Standard library

logic

  • logic.bool: the basic building block for data, the two-valued inductive type bool. Will become a machine bit.

  • logic.prop: the basic building block for proofs, types and reasoning about code.

  • logic.pair: the basic constructor for complex heterogeneous data. It's a building block for records.

  • logic.list: Type-wise: the basic constructor for homogeneous data. It's a building block for arrays, vectors, etc.

  • logic.lambda: Type-wise: structural expressions for untyped lambda, which are used later by a prover to manipulate terms. The basic building block for describing semantics of (unrestricted, not linear) code.

    Q: should this be dependently-typed right away?

  • logic.linear: Augments logic.lambda with linear typing. It's a basic building block for describing resources, e.g. heap allocations and memory segments. Describes the algebra of resources: allocation, single use, deallocation.

  • logic.ordered: Augments logic.lambda and logic.linear with an ordered type system (see Advanced Topics in Types and Programming Languages by Pierce). A building block for describing stacks and stacked contexts. Describes the algebrax of stacked resources, e.g. lifetimes.

  • logic.nat, logic.num, logic.fin, logic.field: Basic Peano numbers to be used in proofs. Their properties. Finite enumerations and sets. Especially of size $2^n$. (Finite?) fields and their properties. Especially on $2^n$-sized sets (Zig-like u2, u3, ..., u8, u9, ...).

  • logic.array: vec n T in dependent types. A fixed-size sequence of items of some type, indexed by fin. A special case: $2^n$-sized arrays (useful, because can be totally indexed by a bit sequence).

  • data.byte, data.word: Describe fixed-size sequences of bools: 8 bools for byte, 32/64 bools for word. Defines the usual CPU operations on them (shl, shr, not, and, ..., ). Defines $\tt{u8 } = \tt{finfield}(+, 2^8)$, and a mapping $byte \iff \rm{u8}$ The same for u64 as $\tt{word} \iff \tt{finfield}(+, 2^{64})$. Describes two-complement mapping $[-128 .. 128) \iff \tt{i8}$ and $[-2^{63} .. 2^{63}) \iff \tt{i64}$. Operations on signed numbers.

  • data.utf8: Describes a sequence of bytes which is a correct UTF8-encoded Unicode-ish string. A basic building block for symbols?
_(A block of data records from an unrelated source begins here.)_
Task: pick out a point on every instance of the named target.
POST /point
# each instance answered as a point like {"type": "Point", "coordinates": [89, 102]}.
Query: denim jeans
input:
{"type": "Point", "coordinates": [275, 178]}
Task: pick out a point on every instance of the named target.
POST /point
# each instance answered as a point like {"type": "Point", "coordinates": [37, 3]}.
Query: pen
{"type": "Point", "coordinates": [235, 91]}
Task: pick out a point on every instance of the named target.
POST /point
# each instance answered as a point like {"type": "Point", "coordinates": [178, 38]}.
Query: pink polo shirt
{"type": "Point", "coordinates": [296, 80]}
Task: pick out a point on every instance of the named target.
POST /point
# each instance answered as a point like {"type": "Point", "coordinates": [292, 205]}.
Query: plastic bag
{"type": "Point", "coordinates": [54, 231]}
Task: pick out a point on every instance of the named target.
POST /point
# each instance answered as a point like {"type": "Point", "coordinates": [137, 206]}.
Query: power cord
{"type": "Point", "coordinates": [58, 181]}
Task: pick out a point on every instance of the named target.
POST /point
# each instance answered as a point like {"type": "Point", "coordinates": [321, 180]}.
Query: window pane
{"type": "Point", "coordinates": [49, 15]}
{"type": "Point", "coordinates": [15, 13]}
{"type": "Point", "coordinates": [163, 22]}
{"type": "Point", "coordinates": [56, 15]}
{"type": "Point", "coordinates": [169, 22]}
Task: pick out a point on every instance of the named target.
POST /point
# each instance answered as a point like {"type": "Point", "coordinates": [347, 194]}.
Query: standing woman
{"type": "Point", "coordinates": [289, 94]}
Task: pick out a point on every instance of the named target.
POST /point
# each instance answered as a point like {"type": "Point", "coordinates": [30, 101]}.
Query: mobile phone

  • data.buffer: Describes a linearly typed array of bytes which can be read and written into (for byte, word, maybe utf8). Algebra of linearly typed arrays (ownership, splitting, swaps, etc). Special case: $2^n$-sized buffers.

  • data.bag (Q: what are symbols? Are they just utf8 byte sequences? Are they (opaque) words, e.g. pointers/hashes? Any additional properties on them?)

    Describes a JSON-structured data type, bag.

    <bag> ::= unit                /* json: null */
            | bool                /* json: bool */
            | <nat>               /* json: num */
            | <utf8>              /* json: str */
            | ([<sym> =] <bag>, ...)
            /* json: object/array */
    

    A bag a known-size associative array with a known set of symbols/nats as keys. Order of key-value pairs is preserved. Keys can be implicit, filled by incremented nats, like in Lua.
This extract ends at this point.